Predicting the future of interest rates

Interest rates in the UK have been at 0.5% since mid-2009, when they were reduced with the objective of stimulating the economy, through encouraging consumption and investment. Over the past 12 months, economic recovery has begun and with the housing market rising by 8.4% over the past year, what can we expect from interest rates?

Interest rates are a powerful tool of monetary policy and affect many of the components of aggregate demand. As such, they are also a key tool in achieving low and stable inflation rates and keeping unemployment low. Unemployment has been falling, as the economic recovery has taken hold, but is still above the 7% level that the Bank of England has said is needed before rates are increased. However, with the improvements in the housing market, some are now expecting interest rates to go up sooner than previously thought. (Click here for a PowerPoint of the chart.)

28 economists were questioned about the future of interest rates in the UK and 93% of those asked were of the opinion that interest rates will still be at 0.5% by the end of 2014. Furthermore, more than 50% think that interest rates will not begin to go up until the second half of 2015 and 15% suggest that they will not increase until 2016.

What happens to interest rates will depend on many things, including changes in productivity, unemployment trends, wage growth and inflation. It is also likely to depend on economic changes in countries around the world. The following articles consider the future of interest rates.

UK interest rates to stay at 0.5% in 2014 – economists BBC News (3/1/14)
It is high time we raised interest rates and returned to normality The Telegraph, Jeremy Warner (2/1/14)
BoE will ‘move goalposts’ on interest rates Financial Times, Chris Giles and Claire Jones (1/1/14)
Interest rate rise with no wage increase ‘will push heavily-indebted to edge’ The Guardian, Heather Stewart (2/12/14)
BoE may lower jobless rate guidance, but not this month – Reuters poll Reuters, Suzanne Plunkett (3/1/14)

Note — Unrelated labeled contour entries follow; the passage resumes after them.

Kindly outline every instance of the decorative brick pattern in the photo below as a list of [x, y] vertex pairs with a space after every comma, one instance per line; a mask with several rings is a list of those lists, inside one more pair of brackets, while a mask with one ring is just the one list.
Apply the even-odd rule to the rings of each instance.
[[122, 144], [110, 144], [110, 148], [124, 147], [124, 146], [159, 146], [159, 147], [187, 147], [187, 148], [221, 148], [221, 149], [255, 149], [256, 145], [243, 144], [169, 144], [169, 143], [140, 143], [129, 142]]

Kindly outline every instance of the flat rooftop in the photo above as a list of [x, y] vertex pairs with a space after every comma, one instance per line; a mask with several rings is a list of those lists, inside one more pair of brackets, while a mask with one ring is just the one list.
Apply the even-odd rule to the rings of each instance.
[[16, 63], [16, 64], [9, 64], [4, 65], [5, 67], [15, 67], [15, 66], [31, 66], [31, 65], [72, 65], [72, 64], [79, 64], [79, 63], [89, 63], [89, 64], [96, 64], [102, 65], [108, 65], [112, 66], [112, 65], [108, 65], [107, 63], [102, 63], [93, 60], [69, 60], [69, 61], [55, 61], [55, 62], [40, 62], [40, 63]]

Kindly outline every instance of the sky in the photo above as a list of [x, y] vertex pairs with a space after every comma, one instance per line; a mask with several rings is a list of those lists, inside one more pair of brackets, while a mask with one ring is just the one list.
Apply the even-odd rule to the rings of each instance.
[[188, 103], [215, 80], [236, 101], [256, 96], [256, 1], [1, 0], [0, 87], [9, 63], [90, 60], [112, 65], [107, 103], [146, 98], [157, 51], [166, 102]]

  1. Explain how each component of aggregate demand will be affected by changes in interest rates.
  2. How do interest rates affect unemployment?
  3. Interest rates are used to keep inflation on target. Explain how this is done.
  4. What might be the effect on the macroeconomic objectives if interest rates are increased?
  5. What are the arguments (a) for increasing Bank rate and (b) for maintaining it at the current 0.5% level?